Senhora Blackwood

9 1 1
                                    

     Isabella despertou no chão gelado, sua cabeça latejando. Ela se levantou vagarosamente, sentindo uma leve dor nas costas. A poeira invadia suas narinas, causando espirros inconvenientes.

     O ambiente era bem escuro, um cômodo iluminado apenas por poucas velinhas. Uma vela ao seu lado, quase sem mais cera, a fez perceber um desenho no chão: um contorno de giz. De joelhos, ela aproximou a vela do local, vendo o desenho com maior clareza. Um círculo com vários símbolos indecifráveis. Ela simplesmente ignorou e percorreu o olhar pelo quarto escuro. Ela sequer deveria estar ali. Estava comparecendo a um evento muito mais interessante, em um lugar muito mais limpo e iluminado. Avistou uma cômoda longa e a usou para se guiar pelo cômodo até a porta.

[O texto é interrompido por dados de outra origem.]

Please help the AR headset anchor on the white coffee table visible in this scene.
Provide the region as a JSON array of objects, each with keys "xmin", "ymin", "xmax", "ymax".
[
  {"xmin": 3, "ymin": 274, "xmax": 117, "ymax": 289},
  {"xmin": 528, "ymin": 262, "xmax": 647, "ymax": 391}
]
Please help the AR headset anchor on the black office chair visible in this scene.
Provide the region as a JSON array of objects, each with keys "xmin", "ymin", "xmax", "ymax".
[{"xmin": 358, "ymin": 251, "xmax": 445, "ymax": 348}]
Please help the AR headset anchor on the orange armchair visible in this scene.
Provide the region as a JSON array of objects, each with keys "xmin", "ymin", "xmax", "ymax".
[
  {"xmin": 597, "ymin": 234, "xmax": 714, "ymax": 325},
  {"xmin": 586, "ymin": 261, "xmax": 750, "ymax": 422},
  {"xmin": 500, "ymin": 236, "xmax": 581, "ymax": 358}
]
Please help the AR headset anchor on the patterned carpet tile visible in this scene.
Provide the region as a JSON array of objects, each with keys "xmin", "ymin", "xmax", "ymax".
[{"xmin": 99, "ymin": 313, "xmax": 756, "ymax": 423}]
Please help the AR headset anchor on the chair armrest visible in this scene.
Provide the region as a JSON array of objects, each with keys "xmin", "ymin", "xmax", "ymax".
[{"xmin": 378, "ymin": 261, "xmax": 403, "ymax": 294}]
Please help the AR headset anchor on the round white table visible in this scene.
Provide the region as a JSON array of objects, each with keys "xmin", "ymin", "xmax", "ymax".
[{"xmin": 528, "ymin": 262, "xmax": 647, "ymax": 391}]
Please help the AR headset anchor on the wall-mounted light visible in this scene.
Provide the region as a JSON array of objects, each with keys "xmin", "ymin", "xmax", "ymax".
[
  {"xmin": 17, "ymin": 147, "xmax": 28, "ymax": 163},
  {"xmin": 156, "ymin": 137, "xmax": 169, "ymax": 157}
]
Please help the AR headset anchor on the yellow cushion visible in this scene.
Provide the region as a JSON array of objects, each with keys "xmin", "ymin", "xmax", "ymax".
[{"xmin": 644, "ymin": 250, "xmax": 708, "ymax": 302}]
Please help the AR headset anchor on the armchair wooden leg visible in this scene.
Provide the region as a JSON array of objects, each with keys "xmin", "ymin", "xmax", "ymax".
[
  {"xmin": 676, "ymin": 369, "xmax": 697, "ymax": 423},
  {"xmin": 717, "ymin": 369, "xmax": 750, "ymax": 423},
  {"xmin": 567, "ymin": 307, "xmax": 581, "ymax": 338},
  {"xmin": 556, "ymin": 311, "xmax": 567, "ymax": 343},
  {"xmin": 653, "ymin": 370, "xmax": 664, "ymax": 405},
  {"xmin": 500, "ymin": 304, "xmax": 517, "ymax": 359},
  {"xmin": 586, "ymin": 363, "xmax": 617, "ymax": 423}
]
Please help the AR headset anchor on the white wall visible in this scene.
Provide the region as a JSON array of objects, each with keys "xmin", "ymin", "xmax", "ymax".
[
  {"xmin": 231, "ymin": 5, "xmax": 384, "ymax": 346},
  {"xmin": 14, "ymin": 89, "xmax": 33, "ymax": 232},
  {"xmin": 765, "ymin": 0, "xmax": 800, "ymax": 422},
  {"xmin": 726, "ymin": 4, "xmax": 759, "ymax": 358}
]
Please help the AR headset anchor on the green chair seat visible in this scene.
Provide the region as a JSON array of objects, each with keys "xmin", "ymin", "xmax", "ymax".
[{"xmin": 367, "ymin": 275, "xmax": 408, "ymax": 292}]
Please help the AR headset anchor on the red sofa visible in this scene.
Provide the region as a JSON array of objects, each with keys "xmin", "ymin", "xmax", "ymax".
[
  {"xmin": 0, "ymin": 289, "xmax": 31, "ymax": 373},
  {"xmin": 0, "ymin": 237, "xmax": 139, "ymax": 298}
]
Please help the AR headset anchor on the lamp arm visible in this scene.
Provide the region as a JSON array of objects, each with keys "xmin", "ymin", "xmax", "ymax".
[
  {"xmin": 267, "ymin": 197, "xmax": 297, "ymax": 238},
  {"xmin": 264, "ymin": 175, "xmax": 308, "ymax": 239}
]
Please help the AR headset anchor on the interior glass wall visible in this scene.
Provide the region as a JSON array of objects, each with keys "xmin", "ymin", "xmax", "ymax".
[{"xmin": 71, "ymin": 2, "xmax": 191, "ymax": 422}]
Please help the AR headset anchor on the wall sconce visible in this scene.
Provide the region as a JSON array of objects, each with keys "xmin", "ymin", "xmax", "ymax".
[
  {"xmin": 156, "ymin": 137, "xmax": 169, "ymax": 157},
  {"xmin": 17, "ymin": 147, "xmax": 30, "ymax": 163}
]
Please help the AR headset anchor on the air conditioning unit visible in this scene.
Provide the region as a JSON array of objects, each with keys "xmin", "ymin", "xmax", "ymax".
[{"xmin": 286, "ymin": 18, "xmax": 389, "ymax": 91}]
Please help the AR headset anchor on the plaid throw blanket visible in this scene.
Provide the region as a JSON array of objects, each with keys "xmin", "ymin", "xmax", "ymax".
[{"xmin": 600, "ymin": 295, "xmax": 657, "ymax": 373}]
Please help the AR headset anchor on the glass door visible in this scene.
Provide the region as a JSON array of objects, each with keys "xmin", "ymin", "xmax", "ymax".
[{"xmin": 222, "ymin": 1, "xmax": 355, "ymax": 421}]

     Isabella concluiu que estava no primeiro quarto construído no hotel, um cantinho que nunca mais fora tocado desde 1943. 30 anos sem reformas era muita coisa. Tornara-se apenas um depósito onde os funcionários guardavam seus utensílios de labor. A textura do móvel era áspera e irregular, provavelmente cupins roeram a madeira. Poeira estava impregnada nos buraquinhos da superfície, o que arrancou mais espirros da senhora.

     Isabella franziu o nariz e caminhou até a porta. A maçaneta claramente passara por oxidação, farelos de ferrugem grudando na luva branquinha da mulher. O par teria de ser lavado com uma atenção especial. Isabella girou o mecanismo, porém a porta não abriu.

     Isabella bufou. Onde poderia estar essa chave? Passou as mãos pelo vestido negro. Não, ela não estava em funeral anteriormente. Estava em uma pequena celebração no auditório, uma reunião entre amigos. Apenas gostava da cor.

     Pobre Isabella. Vestidos não têm bolsos.

     O único lugar em que uma chave poderia estar com a dama era dentro de sua roupa. O decote tinha o formato de um coração, portanto era uma opção. Isabella tinha quase 60 anos, contudo permanecia estilosa com aquele vestido um pouco mais sensual.

     Sim, a chave estava entre seus seios erguidos somente pelo vestido justo. Perguntou-se porque não sentiu o metal rígido antes ou porque tinha uma chave escondida em suas roupas. Ela não lembrava.

     Isabella enfiou a chave na fechadura e a girou uma vez. A porta não abriu. Girou outra vez. A porta abriu.

     A mulher saiu do cômodo e acendeu as luzes. O corredor estava vazio, o papel de parede encardido decorando o extenso caminho e um chão de madeira perfeitamente marrom. As cômodas e quadros estavam em seu estado costumeiro: impecáveis. Tudo estava em seu lugar. Entretanto, Isabella sentiu a sensação de algo estar fora de lugar, um arrepio frio nada comum.

     Ela tentou ignorar esses sentimentos e caminhou pelo corredor. A cada passo, sentia seu corpo ficar mais leve. Olhou de um lado para o outro. Isabella estava sozinha naquele corredor, todavia não se sentia assim. Algo ou alguém estava à espreita. Não atrás, não na frente. Em todo o lugar.

     Isabella respirou fundo. Continuou a caminhar. O corredor parecia não ter fim. Ela sequer sabia o motivo de um corredor tão comprido em direção ao depósito do zelador. Na verdade, a extensão do espaço nem parecia possível. Não era tão longo quanto Isabella lembrava.

     A mulher finalmente chegou à recepção do hotel. Tudo parecia estar como sempre. Hóspedes sentavam-se nas poltronas vermelhas de veludo e liam livros ou tomavam chá. A recepcionista mantinha um sorriso caloroso, no entanto já estava se arrumando para ir embora. Estava anoitecendo e ninguém, em sã consciência, faria check-in a essa hora. O grandioso retrato na parede representava uma fotografia de Jonathan Blackwood, fundador do hotel, e sua esposa, Isabella, ainda nos anos 40, quando o negócio era tão promissor quanto o pouso do homem na Lua em ’69. Isabella sorriu, recordando de quando ela e seu marido eram mais jovens, mais esperançosos e menos preocupados.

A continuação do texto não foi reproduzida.